The already crowded audio interface market welcomes a new competitor with RØDE’s release of its first audio interface for home studio recording. It’s a 24-bit/94kHz capable device inside a gorgeous looking, small, black aluminium housing with one XLR input port, stereo headphones and balanced TRS output ports and two rotary knobs/push buttons for setting input gain, output volume and engaging 48V phantom power and direct monitoring. I received the studio kit, which comes with an NT1 large-diaphragm microphone, a 6-metre XLR-cable, SMR shock mount and USB-C cable. A voucher inside the box lets you download a light version of Ableton’s Live app.
Please note: With this review comes an archived folder of AIFF sound samples; recordings of a paragraph read by myself and recorded using an Apogee Duet iOS/Mac, an IK Multimedia iRig Pre HD and the RØDE AI-1. There were three mics used: the sE Electronics V7, the original sE Electronics sE2200a, and the RØDE NT1. All recordings were done with a target gain of -15dB to -12dB, which I was totally unable to achieve the V7 combined with the AI-1 only. You can download these samples here if you’re interested: Sound samples on Box UK.
While listening to these samples, you should take into account that in the EU, the Apogee Duet iOS/Mac costs between €580 – €800, the IK Multimedia iRig Pre HD between €99 – €119 and the RØDE AI-1 is not (yet/sold out already?) available on its own (it has a list price of €119), but the Kit is, costing around €340 – €390. That’s including the NT1 mic that, on its own, costs between €229 and € 299.
The AI-1 is quite heavy so you’ll have a hard time dragging it to the floor by just moving around with the XLR-cable inserted. The AI-1 being bus-powered means you cannot hook it up to an iOS device, which is a pity.
I spent two weeks trying out all kinds of different mics with the AI-1, some from RØDE, others from sE Electronics. The maximum gain of 45dB is quite low and while I found it to easily drive the RØDE NT1, I was having more trouble with an sE2200a. With the sE Electronics V7 dynamic mic, I couldn’t push the signal to my target of -12dB. Of course, if you have a mic with a low noise floor like the V7, you can push the signal in post.

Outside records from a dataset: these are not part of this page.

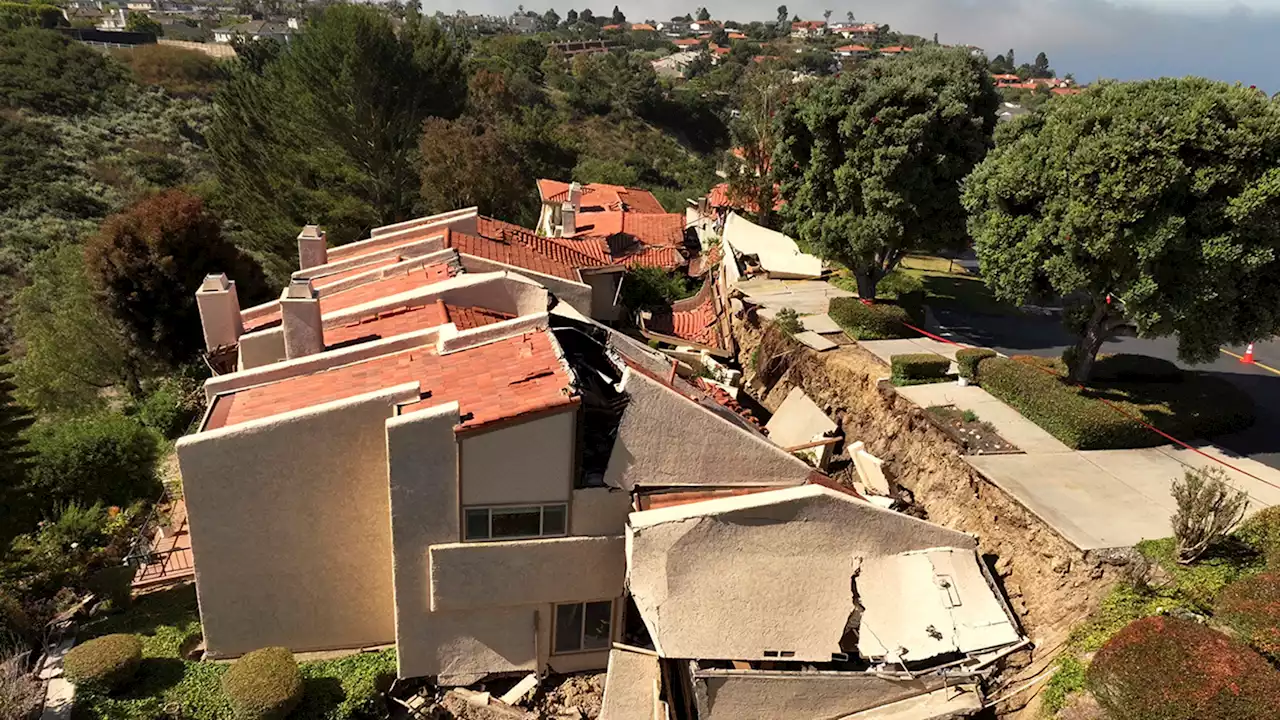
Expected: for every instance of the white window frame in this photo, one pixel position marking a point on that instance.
(581, 630)
(542, 520)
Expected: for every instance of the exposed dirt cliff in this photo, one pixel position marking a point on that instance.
(1050, 583)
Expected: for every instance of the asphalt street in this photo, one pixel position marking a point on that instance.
(1045, 336)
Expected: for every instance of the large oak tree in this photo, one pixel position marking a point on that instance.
(1152, 203)
(871, 162)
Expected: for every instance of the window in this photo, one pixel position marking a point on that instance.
(583, 627)
(512, 523)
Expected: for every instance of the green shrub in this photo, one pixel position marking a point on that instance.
(1261, 532)
(1136, 368)
(968, 360)
(1170, 669)
(264, 684)
(1059, 409)
(1251, 606)
(108, 458)
(869, 322)
(919, 368)
(104, 664)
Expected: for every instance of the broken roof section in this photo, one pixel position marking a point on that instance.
(777, 254)
(789, 566)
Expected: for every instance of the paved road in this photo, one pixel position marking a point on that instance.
(1045, 336)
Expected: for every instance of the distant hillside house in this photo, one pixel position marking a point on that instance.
(259, 30)
(808, 28)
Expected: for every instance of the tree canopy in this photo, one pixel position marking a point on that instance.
(1152, 203)
(871, 162)
(325, 133)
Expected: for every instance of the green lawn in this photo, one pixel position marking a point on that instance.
(167, 686)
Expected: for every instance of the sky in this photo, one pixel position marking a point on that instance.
(1228, 40)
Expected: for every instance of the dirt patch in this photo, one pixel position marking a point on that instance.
(1050, 583)
(969, 431)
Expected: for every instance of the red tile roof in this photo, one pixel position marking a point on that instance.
(600, 196)
(693, 319)
(496, 381)
(366, 292)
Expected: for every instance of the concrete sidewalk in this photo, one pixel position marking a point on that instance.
(1098, 499)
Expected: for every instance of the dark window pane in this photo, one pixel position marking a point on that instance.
(568, 628)
(599, 618)
(516, 522)
(553, 520)
(478, 524)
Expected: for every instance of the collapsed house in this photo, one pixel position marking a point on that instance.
(428, 445)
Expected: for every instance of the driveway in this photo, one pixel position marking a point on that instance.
(1033, 335)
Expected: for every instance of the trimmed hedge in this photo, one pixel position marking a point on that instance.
(1251, 606)
(264, 684)
(869, 322)
(969, 358)
(1136, 369)
(1059, 409)
(919, 368)
(1261, 532)
(1170, 669)
(104, 664)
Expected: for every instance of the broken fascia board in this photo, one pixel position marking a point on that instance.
(964, 616)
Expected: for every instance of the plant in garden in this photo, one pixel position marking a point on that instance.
(1170, 669)
(871, 162)
(1207, 509)
(104, 664)
(1152, 204)
(264, 684)
(1251, 606)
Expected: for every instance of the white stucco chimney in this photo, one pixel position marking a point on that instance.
(219, 311)
(300, 318)
(312, 249)
(568, 219)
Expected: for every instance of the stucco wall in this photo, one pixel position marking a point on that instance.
(530, 461)
(732, 695)
(778, 563)
(575, 294)
(261, 347)
(498, 574)
(664, 440)
(599, 511)
(288, 528)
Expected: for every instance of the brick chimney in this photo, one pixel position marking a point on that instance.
(312, 249)
(300, 318)
(568, 219)
(219, 311)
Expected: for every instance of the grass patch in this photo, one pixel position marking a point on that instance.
(1196, 406)
(167, 686)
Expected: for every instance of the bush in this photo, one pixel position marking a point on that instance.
(968, 360)
(1207, 509)
(104, 664)
(1261, 532)
(919, 368)
(105, 458)
(264, 684)
(1078, 422)
(1251, 606)
(1169, 669)
(869, 322)
(1136, 369)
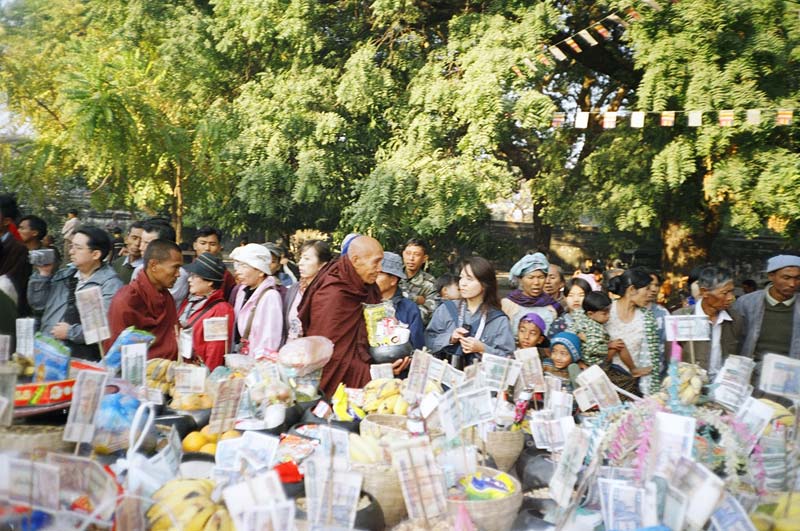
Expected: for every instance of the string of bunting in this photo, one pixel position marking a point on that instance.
(725, 118)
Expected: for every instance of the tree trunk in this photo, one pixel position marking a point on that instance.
(177, 217)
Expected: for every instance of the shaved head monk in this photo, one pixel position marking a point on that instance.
(332, 307)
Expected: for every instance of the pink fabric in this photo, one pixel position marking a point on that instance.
(267, 329)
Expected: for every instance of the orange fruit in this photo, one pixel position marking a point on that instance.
(194, 441)
(230, 434)
(209, 448)
(210, 437)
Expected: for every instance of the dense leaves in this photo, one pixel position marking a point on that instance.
(398, 118)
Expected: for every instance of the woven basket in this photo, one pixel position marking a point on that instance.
(380, 425)
(491, 515)
(30, 437)
(382, 482)
(505, 447)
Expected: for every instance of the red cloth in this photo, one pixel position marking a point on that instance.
(141, 305)
(212, 352)
(332, 307)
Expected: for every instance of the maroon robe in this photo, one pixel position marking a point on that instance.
(332, 307)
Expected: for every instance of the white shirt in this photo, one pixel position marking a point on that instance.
(715, 356)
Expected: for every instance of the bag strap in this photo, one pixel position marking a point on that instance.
(252, 316)
(207, 307)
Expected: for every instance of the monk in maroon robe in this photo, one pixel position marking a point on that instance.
(332, 307)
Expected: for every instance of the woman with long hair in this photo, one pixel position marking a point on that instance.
(631, 321)
(475, 325)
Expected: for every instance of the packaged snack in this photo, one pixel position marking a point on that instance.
(50, 359)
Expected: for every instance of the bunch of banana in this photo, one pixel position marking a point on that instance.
(160, 375)
(691, 379)
(365, 449)
(186, 504)
(383, 396)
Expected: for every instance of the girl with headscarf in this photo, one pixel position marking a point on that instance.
(530, 272)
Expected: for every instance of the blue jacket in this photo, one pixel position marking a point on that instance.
(496, 334)
(50, 294)
(407, 312)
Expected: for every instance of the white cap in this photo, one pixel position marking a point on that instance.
(254, 255)
(781, 261)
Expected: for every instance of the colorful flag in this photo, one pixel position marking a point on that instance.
(726, 118)
(784, 117)
(572, 44)
(753, 116)
(581, 120)
(616, 18)
(557, 53)
(602, 30)
(587, 37)
(695, 118)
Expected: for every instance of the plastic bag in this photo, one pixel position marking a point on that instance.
(50, 359)
(129, 336)
(306, 354)
(114, 420)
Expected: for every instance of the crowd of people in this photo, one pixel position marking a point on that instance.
(609, 318)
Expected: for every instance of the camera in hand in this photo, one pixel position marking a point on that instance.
(42, 257)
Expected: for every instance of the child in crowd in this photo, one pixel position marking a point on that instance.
(598, 349)
(446, 288)
(565, 352)
(531, 333)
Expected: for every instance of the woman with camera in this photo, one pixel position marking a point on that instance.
(461, 331)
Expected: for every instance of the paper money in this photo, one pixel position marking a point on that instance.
(780, 375)
(531, 373)
(134, 363)
(93, 314)
(86, 394)
(730, 516)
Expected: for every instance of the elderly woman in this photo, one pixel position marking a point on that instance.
(716, 297)
(575, 289)
(530, 273)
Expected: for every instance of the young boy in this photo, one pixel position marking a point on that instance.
(565, 350)
(531, 333)
(591, 328)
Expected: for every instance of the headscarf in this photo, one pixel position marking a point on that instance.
(569, 340)
(528, 263)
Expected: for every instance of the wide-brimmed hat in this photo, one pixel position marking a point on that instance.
(254, 255)
(207, 266)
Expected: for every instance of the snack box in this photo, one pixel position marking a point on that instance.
(49, 393)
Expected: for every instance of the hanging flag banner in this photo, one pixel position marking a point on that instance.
(637, 119)
(573, 44)
(695, 118)
(784, 117)
(557, 53)
(581, 120)
(726, 118)
(753, 116)
(587, 37)
(617, 19)
(602, 30)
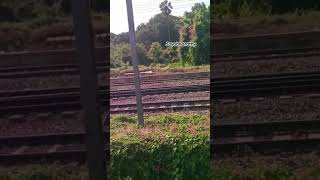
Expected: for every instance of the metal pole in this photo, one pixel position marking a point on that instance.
(135, 62)
(95, 140)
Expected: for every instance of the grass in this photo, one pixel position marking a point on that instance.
(172, 146)
(169, 146)
(309, 20)
(161, 68)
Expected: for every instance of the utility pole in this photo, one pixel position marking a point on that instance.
(95, 140)
(135, 62)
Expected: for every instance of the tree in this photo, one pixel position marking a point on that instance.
(166, 9)
(156, 30)
(195, 26)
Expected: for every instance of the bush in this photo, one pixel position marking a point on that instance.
(168, 147)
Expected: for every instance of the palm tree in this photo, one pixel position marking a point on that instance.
(166, 9)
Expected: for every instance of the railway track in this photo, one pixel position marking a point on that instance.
(265, 138)
(265, 55)
(21, 65)
(233, 87)
(172, 106)
(65, 147)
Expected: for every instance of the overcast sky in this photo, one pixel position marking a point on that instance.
(143, 10)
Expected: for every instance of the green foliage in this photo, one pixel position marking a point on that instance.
(159, 55)
(124, 119)
(196, 26)
(156, 30)
(120, 55)
(163, 154)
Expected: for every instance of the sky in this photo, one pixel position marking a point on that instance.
(143, 10)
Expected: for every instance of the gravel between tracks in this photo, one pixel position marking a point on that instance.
(276, 108)
(266, 66)
(163, 84)
(163, 97)
(44, 82)
(32, 124)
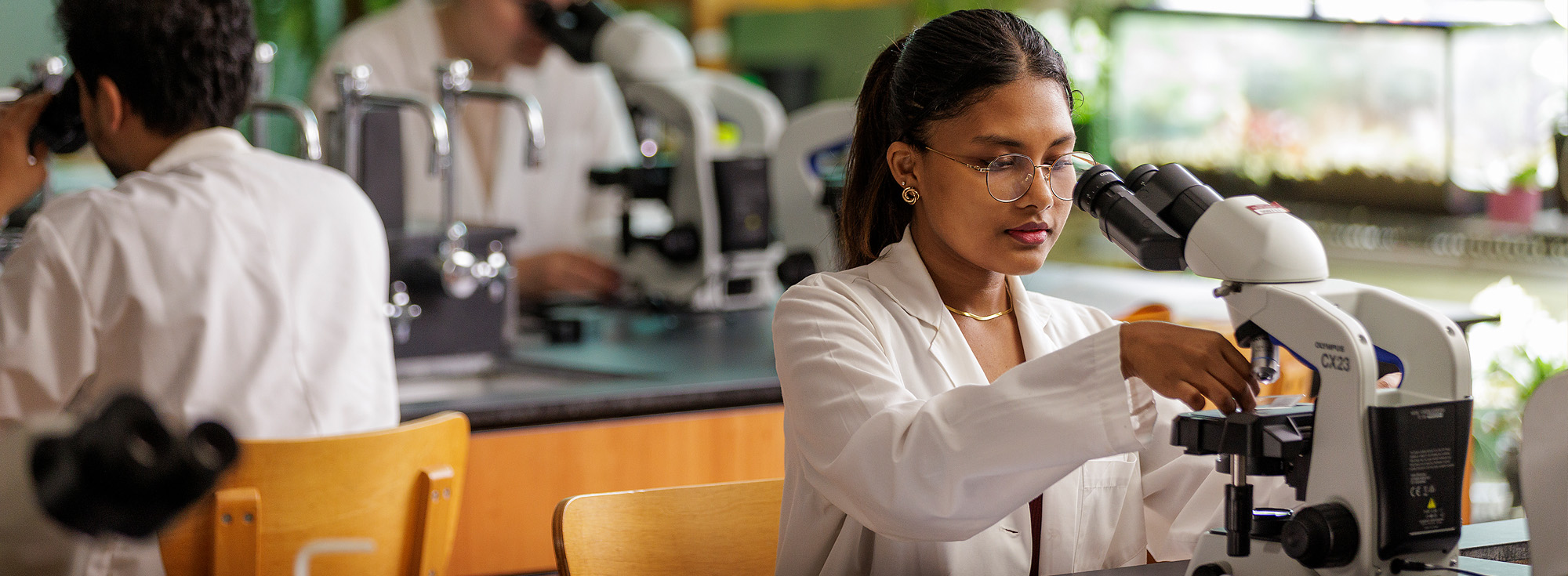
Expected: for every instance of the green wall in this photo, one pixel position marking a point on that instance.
(26, 33)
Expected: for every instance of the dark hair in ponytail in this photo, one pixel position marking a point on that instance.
(935, 72)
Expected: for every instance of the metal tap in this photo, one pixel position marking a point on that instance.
(263, 102)
(355, 100)
(454, 83)
(456, 86)
(460, 274)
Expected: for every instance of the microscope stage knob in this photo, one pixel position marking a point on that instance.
(1323, 536)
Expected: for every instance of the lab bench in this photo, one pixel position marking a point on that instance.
(644, 401)
(656, 400)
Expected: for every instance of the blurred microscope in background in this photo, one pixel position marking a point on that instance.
(708, 138)
(122, 473)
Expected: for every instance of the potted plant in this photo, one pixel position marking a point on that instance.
(1519, 202)
(1509, 360)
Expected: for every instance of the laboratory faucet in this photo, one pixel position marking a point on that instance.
(263, 102)
(462, 273)
(456, 85)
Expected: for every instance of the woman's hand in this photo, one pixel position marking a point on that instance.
(565, 273)
(1188, 365)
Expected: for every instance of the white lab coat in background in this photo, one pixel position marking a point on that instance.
(225, 284)
(902, 459)
(586, 125)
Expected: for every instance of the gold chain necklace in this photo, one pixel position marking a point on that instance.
(985, 318)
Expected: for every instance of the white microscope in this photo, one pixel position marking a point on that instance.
(720, 252)
(1381, 484)
(808, 185)
(120, 473)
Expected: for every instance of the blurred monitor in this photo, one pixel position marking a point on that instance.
(1403, 116)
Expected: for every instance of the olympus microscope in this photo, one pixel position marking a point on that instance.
(452, 287)
(720, 252)
(1381, 483)
(807, 177)
(120, 473)
(59, 129)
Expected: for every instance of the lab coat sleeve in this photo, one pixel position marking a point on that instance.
(46, 328)
(948, 467)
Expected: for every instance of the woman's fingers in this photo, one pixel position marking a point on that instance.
(1241, 365)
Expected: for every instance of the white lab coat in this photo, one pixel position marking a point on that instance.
(586, 125)
(904, 459)
(223, 282)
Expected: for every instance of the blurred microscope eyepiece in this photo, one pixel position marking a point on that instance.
(125, 473)
(60, 125)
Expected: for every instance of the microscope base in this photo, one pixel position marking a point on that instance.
(1268, 560)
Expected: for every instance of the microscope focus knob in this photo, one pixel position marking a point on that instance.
(1323, 536)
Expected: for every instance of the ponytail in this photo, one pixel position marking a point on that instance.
(871, 215)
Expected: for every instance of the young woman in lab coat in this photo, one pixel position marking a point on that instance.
(219, 281)
(940, 418)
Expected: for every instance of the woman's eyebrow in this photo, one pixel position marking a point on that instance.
(1004, 141)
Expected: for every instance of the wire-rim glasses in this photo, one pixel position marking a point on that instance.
(1007, 177)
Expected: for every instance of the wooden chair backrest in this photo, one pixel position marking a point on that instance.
(702, 530)
(396, 491)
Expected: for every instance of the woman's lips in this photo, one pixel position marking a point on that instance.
(1031, 235)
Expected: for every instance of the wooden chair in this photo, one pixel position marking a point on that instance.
(728, 528)
(396, 491)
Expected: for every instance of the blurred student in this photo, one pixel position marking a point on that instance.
(554, 207)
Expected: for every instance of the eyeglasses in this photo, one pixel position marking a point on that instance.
(1007, 177)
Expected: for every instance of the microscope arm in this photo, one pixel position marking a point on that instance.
(303, 118)
(758, 111)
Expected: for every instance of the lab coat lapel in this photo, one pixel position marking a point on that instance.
(902, 276)
(1033, 321)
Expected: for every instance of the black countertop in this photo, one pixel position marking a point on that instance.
(628, 364)
(636, 364)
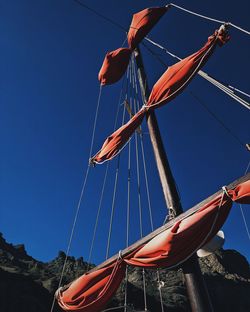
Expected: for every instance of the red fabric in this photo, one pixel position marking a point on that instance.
(177, 77)
(171, 83)
(116, 141)
(142, 23)
(114, 66)
(91, 292)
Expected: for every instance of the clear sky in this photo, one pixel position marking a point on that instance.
(51, 52)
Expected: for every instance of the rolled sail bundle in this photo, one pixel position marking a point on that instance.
(92, 291)
(116, 62)
(142, 23)
(170, 84)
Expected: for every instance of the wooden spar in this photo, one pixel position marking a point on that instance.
(168, 225)
(196, 288)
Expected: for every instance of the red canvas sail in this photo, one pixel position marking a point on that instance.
(91, 292)
(116, 62)
(171, 83)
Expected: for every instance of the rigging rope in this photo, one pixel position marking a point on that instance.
(111, 21)
(104, 183)
(198, 100)
(80, 198)
(133, 100)
(114, 195)
(146, 178)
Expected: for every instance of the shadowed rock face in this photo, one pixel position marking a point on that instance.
(27, 285)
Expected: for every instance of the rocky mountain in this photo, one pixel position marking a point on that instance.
(27, 285)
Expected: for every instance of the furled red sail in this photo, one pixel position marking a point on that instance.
(171, 83)
(115, 63)
(114, 66)
(142, 23)
(91, 292)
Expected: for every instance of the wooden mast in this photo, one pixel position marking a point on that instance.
(196, 288)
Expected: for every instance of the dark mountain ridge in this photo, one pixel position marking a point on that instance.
(27, 284)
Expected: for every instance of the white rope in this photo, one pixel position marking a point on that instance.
(80, 199)
(224, 89)
(210, 18)
(239, 28)
(139, 191)
(142, 150)
(98, 214)
(197, 14)
(209, 78)
(241, 208)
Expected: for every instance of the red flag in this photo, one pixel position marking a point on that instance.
(171, 83)
(114, 66)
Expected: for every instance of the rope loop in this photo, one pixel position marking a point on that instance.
(225, 191)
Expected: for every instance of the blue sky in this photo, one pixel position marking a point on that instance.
(51, 52)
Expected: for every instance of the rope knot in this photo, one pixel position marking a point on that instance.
(225, 190)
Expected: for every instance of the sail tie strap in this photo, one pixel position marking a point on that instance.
(92, 291)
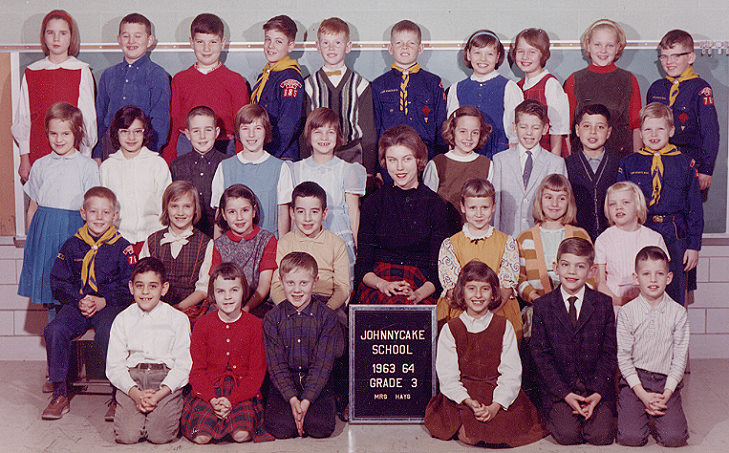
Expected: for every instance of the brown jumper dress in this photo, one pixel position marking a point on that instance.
(478, 360)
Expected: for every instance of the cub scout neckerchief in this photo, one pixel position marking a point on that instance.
(88, 274)
(280, 65)
(404, 84)
(688, 74)
(657, 168)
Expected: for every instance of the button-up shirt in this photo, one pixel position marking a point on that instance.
(301, 345)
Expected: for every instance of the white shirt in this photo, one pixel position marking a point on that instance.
(85, 103)
(176, 243)
(283, 187)
(513, 96)
(61, 181)
(508, 383)
(578, 303)
(161, 335)
(138, 183)
(558, 106)
(430, 174)
(654, 339)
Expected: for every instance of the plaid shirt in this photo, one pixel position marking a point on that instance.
(301, 347)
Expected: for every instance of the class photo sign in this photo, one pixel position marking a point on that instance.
(391, 362)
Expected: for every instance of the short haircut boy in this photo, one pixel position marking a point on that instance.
(656, 110)
(604, 24)
(298, 260)
(577, 246)
(284, 24)
(175, 191)
(201, 110)
(449, 126)
(592, 109)
(483, 38)
(535, 37)
(531, 107)
(66, 112)
(309, 189)
(333, 26)
(677, 37)
(406, 136)
(251, 113)
(475, 270)
(640, 205)
(477, 188)
(321, 117)
(209, 24)
(651, 253)
(136, 18)
(75, 44)
(557, 183)
(150, 264)
(406, 25)
(124, 118)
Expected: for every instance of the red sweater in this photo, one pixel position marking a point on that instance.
(217, 346)
(222, 90)
(634, 111)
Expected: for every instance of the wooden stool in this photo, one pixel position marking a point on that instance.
(87, 370)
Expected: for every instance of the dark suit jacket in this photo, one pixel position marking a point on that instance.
(581, 359)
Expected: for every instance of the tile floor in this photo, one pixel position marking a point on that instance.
(705, 395)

After having tried the AI-1 with different mics, I recorded some vocal material with the NT1 to see – or rather hear – how the AI-1 sounds. RØDE’s first audio interface doesn’t disappoint, despite the unit not having been fit out with a top-end DAC/ADC chip.
The DAC/ADC is a Taiwanese chip, the NAU88L25 from Nuvoton. The company makes a decent DAC for ultra-low power devices such as the FiiO i1 for iOS devices, but it’s a far cry from the likes of Xilinx, Wolfson or ESS. The Sabre32 Hyperstream DAC/ADC you will find in the latest Apogee Duets, for example, has a THD of -113dB and a dynamic range of 123dB. The Nuvoton chip stops at -91dB and 113dB respectively.
RØDE’s must employ some amazing engineers, as the actual sound the AI-1 produces is pretty clear and detailed with very little self-noise if you’re using the NT1 mic. That’s all due to what seems to be a decent pre-amp. There’s no colouration – some might say it sounds bare – and there is a less outspoken performance at the low end, but it’s never ear-popping bad.
The AI-1’s midrange tones are outspokenly present as are the highs without those sounding metallic. It’s only the basses that under-perform. Those basses can be easily re-introduced by carefully manipulating the EQ curve, but you will introduce some reverb in the process, which you must filter out again. For vocals and string instruments such as acoustic guitars I consider the AI-1 to be a good, although not excellent audio interface.
The combination with the NT1 is the best – it’s clear the AI-1 has been optimised for it – and the NT1 is a great microphone with a nice low noise floor and a flat frequency curve. It offers beautiful midrange sound and has a lot of clarity in the highs. The SMR shock mount with the Rycote Lyre suspension system was a revelation and the metal pop screen that fits the mount did a great job.
The stereo headphones output port allows you to monitor your recording directly without any latency at all by pressing the headphones volume knob. For recording purposes, this may or may not be a good idea as you won’t hear any effects you’re adding, but that’s your own choice, of course.
The sound that is output over the headphones (mine were a pair of Sennheiser HD650s) suffers from the non-audiophile quality of the DAC, but it does the job that it’s ultimately there for just fine. The RØDE Complete Studio Kit can be had for €340.